We postulated that the overexpression of UHRF1 observed in cancer cells could be a result of an alteration of the degradation pathways, pointing out the interest of investigating the degradation pathways of UHRF1, which is one of the goals of the present study. It has been shown that HAUSP (herpes virus-associated ubiquitin-specific protease), also known as Ubiquitin Specific Protease 7, is found in the same complex as UHRF1 and DNMT1 to deubiquitinate and to protect them from degradation by the proteasome [18, 38, 39]. Indeed, HAUSP down-regulation induces UHRF1 and DNMT1 ubiquitination leading to their degradation via a proteasome-dependent process [18] but the downstream events remain to be deciphered.

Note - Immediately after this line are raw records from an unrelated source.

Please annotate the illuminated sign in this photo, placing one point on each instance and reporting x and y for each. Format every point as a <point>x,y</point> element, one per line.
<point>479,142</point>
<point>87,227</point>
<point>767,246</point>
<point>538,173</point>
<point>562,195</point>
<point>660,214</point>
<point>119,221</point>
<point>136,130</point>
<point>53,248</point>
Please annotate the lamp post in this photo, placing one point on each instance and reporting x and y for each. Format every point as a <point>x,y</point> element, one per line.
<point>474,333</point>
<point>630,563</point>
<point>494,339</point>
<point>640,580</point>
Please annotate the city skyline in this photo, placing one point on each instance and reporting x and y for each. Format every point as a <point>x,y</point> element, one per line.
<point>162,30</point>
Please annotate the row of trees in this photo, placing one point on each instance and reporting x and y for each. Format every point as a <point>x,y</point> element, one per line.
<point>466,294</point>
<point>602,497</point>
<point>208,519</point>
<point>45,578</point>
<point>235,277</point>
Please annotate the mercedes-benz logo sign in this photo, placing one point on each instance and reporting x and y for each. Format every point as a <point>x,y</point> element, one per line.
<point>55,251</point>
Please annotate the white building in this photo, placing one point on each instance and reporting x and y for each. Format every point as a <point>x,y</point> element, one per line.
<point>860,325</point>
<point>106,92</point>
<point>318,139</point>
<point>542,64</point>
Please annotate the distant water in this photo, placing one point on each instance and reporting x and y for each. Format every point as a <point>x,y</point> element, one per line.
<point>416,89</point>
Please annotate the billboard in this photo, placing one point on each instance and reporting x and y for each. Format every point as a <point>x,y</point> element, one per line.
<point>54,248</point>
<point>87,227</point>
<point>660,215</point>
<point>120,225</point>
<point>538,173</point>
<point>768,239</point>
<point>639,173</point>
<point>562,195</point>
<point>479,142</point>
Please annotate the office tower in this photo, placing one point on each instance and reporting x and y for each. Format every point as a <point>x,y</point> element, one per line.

The aim of the present study was to understand the mechanisms by which TQ can induce UHRF1 down-regulation and to determine the molecular events associated with such effect. Our results showed that TQ induces a rapid UHRF1 ubiquitination associated with HAUSP down-regulation followed by p73 up-regulation in Jurkat cells and HeLa cells. Point mutation of the RING finger of UHRF1 abrogates ubiquitination of UHRF1 induced by TQ, indicating that UHRF1 commits an auto-ubiquitination through its RING finger domain in response to TQ. Taken together, our results showed that TQ selectively induced a rapid UHRF1 auto-ubiquitination in cancer cells, which could be a result of HAUSP down-regulation.

RESULTS

TQ induces apoptosis and UHRF1 down-regulation

We have previously observed that TQ induced a dose-dependent down-regulation of UHRF1 in Jurkat cells [29] but the mechanism remained to be deciphered. Here, we confirmed that 30 μM of TQ induced apoptosis of about 80% of the Jurkat cells (Figure 1A) and of HL60 cells (Figure 1B). This concentration of TQ led to a complete disappearance of UHRF1 in Jurkat cells (Figure 2A). Quantification of UHRF1 protein expression showed that the inhibition effect significantly started from 10 μM (Figure 2B). Interestingly, we could observe a time-dependent disappearance of UHRF1 mRNA that was completed after 6 hrs (Figure 2C) and that was inversely correlated with p73 mRNA (Figure 2D). This result suggests that the down-regulation of UHRF1 eliminates the repression exerted on p73 expression.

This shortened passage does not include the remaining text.